Pourquoi, dès lors, une telle fascination ? Le pouvoir de persuasion et l’effet de croyance propres aux approches neuroscientifiques a été analysé par deux études récentes. L’une (McCabe & Castel, 2008) a établi que l’adhésion à des énoncés non vérifiés (tels que "Regarder la télévision augmente les compétences en maths") est significativement plus forte lorsque ces énoncés sont accompagnés d’images cérébrales que lorsqu’on leur adjoint des graphiques, des tableaux ou aucune illustration. L’autre étude (Weisberg & al, 2008) a confronté trois groupes de participants à quatre types d’énoncés explicatifs de phénomènes psychologiques : L’explication correcte était formulée une fois telle quelle, et une fois avec l’ajout d’un argument neuroscientifique (fictif). L’explication incorrecte était elle aussi rédigée une fois sans, et une fois avec le même argument « neuro ». Si l’ajout de cet argument n’a pas eu d’effet sur l’adhésion à l’explication correcte, il a en revanche renforcé de manière significative l’adhésion à l’explication incorrecte. Autrement dit, une simple reformulation en termes neuroscientifiques confère une plus grande force de persuasion à une explication fausse. [1]
Or, en matière d’explications fausses, la science économique constitue déjà un réservoir inépuisable. Fondée sur une anthropologie simpliste qui réduit le comportement économique à celui de l’individu rationnel agissant dans le seul but de maximiser son propre profit, la théorie orthodoxe néo-classique a déjà contre elle les apports d’une large partie de la psychologie cognitive, de la philosophie, des sciences socio-historiques et des économistes hétérodoxes. Son hégémonie et son attrait sont dus moins à sa capacité d’expliquer les faits économiques qu’à la légitimité qu’elle apporte au système économique dominant.
Dans ces conditions, et contrairement à ce que prétendent ses défenseurs, l’approche neuro-économique n’est d’aucune utilité pour critiquer ou affiner le modèle néo-classique qui domine la science économique. Il n’est nul besoin de recourir à des techniques d’imagerie cérébrale pour démolir la théorie de l’homo oeconomicus. L’adjonction d’une composante « neuro » dans cette discipline, loin de permettre de mieux comprendre les phénomènes économiques, risque au contraire d’obscurcir encore plus les causes réelles des problèmes économiques actuels. Elle ne viendra que s’ajouter à certaines composantes particulièrement fantaisistes de la science économique qui font mine d’avoir démontré que les comportements économiques n’obéissent pas qu’à une logique rationnelle mais sont en partie explicables par des facteurs émotionnels et des considérations altruistes. Sérieusement, qui, sinon les économistes eux-mêmes qui croient encore à leurs propres mystifications, peut être surpris par un tel constat ? Cela n’empêche pas certains d’entre eux de s’adonner corps et âme à ce type de « démonstration », à l’instar des recherches menées par la professeure Rajna Gibson, que le rectorat a fait nommer en grandes pompes à l’Université de Genève sous la bannière de l’« excellence ».

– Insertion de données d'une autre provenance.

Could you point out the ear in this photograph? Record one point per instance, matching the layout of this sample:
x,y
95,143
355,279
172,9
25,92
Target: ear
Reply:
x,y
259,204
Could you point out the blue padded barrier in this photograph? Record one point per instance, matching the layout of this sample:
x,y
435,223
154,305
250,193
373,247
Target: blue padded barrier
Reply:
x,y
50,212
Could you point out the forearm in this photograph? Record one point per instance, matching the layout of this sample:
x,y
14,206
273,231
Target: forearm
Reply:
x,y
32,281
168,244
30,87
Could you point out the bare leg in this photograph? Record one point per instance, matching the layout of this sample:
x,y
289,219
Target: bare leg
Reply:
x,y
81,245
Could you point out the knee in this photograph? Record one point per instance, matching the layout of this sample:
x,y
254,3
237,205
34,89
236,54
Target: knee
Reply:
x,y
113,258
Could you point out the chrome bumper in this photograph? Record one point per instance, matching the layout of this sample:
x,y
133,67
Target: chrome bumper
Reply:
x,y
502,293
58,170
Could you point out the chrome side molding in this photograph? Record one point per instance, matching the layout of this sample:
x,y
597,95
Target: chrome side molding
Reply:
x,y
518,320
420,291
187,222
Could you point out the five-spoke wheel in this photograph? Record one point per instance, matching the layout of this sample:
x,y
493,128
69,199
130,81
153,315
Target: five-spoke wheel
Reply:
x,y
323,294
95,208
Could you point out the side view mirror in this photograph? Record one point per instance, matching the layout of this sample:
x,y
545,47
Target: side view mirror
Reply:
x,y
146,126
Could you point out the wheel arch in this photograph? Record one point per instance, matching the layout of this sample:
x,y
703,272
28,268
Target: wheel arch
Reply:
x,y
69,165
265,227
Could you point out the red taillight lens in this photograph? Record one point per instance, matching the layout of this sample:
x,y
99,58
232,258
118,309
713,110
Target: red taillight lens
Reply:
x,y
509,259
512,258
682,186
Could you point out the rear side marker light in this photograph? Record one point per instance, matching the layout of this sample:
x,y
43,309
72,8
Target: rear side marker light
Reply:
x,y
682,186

On pourra avoir un aperçu assez inquiétant des élucubrations de ce type dans cette interview que la professeure Gibson a donnée avec une collègue de l’Université de Zürich dans le cadre du « Salon RH » en 2009. On peut notamment y entendre ceci :
« (...) Ce que certaines études – pas seulement celle qu’on a faite – montrent, c’est que si vous avez des managers qu’on appelle "vertueux", ou avec une très forte moralité ou intégrité, ces gens-là n’ont pas besoin d’une incitation financière pour être amenés à délivrer des performances ; ils le feront juste parce qu’ils estiment que c’est correct de le faire. Donc ils n’ont pas besoin de salaires astronomiques, 30 millions, 40 millions, etc. (...) »
« (...) Ces gens qui ont une plus forte valeur sacrée de l’honnêteté sont des gens qui résistent beaucoup plus à l’appât du gain ; c’est-à-dire que même s’ils sont confrontés à une très forte pénalité en termes de salaires, ils vont quand même choisir de rester honnêtes, alors que les gens opportunistes qui ont des valeurs sacrées plus faibles vont dans un tel contexte manipuler les bénéfices. (...) »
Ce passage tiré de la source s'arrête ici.